More importantly than finding the tooth if it has been dislodged, ensure that the patient is safe.
If the trauma to the head was severe, do not attempt to move the patient as the patient may have suffered neck injuries. If the bleeding is severe, try to arrest the bleeding by applying pressure to the wound. If the patient is suspected of having neck injuries, suffering from severe bleeding or lost consciousness, call an ambulance immediately. The number for an ambulance is .
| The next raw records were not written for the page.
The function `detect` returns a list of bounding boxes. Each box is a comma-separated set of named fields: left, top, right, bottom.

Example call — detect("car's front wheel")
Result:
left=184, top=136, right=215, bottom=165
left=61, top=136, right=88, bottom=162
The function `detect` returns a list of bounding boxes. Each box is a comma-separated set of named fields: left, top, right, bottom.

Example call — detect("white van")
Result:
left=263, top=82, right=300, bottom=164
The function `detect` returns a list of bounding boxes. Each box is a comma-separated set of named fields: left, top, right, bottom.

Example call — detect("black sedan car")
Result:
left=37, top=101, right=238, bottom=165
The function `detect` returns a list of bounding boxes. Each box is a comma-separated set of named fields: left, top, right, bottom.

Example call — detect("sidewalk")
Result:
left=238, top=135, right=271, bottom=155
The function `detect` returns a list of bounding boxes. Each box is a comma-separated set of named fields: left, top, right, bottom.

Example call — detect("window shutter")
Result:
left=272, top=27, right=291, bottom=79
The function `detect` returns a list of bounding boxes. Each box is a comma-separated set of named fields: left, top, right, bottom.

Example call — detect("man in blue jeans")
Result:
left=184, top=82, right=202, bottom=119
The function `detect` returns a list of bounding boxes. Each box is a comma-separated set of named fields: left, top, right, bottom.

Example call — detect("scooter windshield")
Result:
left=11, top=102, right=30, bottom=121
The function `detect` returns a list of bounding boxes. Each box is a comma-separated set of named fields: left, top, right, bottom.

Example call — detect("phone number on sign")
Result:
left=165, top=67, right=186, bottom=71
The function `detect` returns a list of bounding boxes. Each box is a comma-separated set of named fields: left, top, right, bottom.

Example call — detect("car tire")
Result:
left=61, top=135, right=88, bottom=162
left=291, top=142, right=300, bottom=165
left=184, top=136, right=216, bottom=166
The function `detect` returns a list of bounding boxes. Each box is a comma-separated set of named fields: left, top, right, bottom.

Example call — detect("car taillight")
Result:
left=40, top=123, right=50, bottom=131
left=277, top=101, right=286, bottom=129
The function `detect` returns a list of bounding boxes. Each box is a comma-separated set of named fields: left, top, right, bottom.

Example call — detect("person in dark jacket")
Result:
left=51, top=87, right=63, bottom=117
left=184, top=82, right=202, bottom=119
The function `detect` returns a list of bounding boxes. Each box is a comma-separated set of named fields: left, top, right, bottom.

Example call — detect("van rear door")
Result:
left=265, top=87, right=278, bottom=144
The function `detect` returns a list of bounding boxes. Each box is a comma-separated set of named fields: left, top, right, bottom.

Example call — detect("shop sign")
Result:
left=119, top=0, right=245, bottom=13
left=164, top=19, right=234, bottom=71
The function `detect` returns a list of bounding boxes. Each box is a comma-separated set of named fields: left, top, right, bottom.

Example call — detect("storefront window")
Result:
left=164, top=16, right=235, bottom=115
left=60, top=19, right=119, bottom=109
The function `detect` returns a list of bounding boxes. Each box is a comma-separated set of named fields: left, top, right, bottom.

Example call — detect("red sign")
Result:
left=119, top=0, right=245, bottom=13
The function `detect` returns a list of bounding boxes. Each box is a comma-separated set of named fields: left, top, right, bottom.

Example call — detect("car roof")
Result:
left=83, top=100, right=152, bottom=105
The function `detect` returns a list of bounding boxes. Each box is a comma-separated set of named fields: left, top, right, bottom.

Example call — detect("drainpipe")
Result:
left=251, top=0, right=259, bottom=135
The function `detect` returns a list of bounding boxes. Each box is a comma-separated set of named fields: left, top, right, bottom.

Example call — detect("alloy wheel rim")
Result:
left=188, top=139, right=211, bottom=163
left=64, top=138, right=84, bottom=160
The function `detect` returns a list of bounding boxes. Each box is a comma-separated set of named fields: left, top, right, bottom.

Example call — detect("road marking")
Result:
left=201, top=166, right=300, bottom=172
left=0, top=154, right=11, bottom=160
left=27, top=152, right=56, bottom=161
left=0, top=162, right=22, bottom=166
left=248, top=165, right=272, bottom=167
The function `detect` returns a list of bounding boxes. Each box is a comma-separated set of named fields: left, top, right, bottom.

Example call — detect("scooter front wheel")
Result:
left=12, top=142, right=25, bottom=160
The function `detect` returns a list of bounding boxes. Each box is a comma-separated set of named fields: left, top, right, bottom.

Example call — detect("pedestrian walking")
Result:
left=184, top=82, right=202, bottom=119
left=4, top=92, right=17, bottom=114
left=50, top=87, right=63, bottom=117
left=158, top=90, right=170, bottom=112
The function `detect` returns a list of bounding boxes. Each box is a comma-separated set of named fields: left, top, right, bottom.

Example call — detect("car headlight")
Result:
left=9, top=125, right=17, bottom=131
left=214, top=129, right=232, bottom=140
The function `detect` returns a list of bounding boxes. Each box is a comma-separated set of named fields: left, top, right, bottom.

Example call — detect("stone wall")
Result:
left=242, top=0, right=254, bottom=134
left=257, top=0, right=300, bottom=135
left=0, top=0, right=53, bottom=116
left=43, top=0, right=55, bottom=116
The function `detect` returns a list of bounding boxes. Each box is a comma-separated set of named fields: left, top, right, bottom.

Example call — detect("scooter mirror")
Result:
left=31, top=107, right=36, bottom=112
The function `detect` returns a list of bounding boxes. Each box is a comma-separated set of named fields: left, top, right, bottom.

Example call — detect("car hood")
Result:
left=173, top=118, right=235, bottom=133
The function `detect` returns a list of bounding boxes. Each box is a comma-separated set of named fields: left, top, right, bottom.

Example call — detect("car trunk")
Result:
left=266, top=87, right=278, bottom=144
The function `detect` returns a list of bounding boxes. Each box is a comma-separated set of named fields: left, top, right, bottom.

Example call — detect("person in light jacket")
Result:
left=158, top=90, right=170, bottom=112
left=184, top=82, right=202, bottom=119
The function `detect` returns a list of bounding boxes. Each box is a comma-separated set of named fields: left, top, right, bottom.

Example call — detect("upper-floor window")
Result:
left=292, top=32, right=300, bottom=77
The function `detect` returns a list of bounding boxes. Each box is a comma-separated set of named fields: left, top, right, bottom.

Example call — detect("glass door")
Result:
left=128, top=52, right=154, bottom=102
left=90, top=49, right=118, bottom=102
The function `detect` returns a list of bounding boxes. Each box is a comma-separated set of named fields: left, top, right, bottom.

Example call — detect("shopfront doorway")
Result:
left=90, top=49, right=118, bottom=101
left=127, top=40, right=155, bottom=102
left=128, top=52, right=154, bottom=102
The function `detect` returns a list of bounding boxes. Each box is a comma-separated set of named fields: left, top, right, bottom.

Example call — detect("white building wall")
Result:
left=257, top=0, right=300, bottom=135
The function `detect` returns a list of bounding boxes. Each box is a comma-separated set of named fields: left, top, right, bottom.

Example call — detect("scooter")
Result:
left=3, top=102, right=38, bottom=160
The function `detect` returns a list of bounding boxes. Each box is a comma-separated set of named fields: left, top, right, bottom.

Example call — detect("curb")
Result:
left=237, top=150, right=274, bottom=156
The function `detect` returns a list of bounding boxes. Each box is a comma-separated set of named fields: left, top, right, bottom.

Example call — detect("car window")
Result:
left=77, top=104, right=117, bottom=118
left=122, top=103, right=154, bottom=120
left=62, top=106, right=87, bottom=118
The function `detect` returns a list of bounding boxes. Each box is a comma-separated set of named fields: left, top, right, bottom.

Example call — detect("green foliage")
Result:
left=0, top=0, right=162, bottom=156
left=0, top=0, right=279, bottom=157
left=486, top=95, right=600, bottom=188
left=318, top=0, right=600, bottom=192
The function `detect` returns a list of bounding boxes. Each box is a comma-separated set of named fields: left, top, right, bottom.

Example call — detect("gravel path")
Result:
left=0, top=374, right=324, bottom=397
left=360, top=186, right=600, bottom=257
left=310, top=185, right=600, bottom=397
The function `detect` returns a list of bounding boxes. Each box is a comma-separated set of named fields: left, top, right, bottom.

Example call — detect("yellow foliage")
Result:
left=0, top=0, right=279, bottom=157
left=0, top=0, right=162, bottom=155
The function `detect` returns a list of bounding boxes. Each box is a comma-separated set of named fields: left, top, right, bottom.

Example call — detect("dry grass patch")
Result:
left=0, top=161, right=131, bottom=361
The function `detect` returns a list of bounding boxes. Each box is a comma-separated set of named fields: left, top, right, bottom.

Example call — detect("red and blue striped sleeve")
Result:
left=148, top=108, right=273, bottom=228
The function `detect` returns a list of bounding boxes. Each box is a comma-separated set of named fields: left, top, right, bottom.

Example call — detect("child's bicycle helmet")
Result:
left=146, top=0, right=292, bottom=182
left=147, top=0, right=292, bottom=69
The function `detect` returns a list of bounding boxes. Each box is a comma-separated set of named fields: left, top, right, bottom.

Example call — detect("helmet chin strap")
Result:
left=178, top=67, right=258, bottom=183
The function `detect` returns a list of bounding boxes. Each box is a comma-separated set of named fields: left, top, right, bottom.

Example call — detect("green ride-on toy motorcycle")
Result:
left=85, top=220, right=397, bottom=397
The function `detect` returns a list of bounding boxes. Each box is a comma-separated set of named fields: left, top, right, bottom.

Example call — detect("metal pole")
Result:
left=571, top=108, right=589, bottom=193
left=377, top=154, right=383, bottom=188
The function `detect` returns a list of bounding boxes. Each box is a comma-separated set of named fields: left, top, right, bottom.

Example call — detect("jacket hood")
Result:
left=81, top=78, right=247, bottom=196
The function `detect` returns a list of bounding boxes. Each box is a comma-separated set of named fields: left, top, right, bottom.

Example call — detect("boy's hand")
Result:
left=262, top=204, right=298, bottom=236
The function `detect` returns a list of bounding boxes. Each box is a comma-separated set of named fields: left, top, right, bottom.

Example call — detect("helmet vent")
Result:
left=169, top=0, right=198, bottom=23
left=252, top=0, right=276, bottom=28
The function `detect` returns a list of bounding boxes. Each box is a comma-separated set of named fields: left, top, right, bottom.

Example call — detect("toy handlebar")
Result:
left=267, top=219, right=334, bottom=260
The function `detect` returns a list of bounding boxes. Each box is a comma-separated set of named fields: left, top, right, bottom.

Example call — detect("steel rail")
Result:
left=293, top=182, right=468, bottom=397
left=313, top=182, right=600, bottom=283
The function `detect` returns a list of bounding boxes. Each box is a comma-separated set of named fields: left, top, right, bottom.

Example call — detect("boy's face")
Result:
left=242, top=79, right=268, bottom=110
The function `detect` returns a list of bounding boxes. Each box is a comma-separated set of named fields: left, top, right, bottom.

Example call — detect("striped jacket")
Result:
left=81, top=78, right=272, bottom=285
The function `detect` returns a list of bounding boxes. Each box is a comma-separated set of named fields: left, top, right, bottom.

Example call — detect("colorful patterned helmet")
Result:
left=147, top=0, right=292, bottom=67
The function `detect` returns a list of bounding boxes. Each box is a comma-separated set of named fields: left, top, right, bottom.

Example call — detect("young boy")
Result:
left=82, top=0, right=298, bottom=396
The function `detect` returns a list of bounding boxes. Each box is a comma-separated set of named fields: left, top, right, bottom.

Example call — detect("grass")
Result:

If believed that the patient hasn’t suffered from significant neck injuries, is conscious and the bleeding is under control, remove any dangerous material from the immediate vicinity. Ask the patient for his/her name, current location and current day. This is to assess if the patient has potentially suffered a concussion. Note any nausea or disorientation.
When the tooth is located (if the tooth was dislodged), clean the tooth with pasteurised milk, and store in a container of pasteurised milk. If pasteurised milk is unavailable, rinse the tooth with saline/clean water/saliva and store the tooth in the patient’s mouth. If suitable, replant the tooth. Do not store in the patient’s mouth if there is a high risk of swallowing, such as with very young children or unconscious patients.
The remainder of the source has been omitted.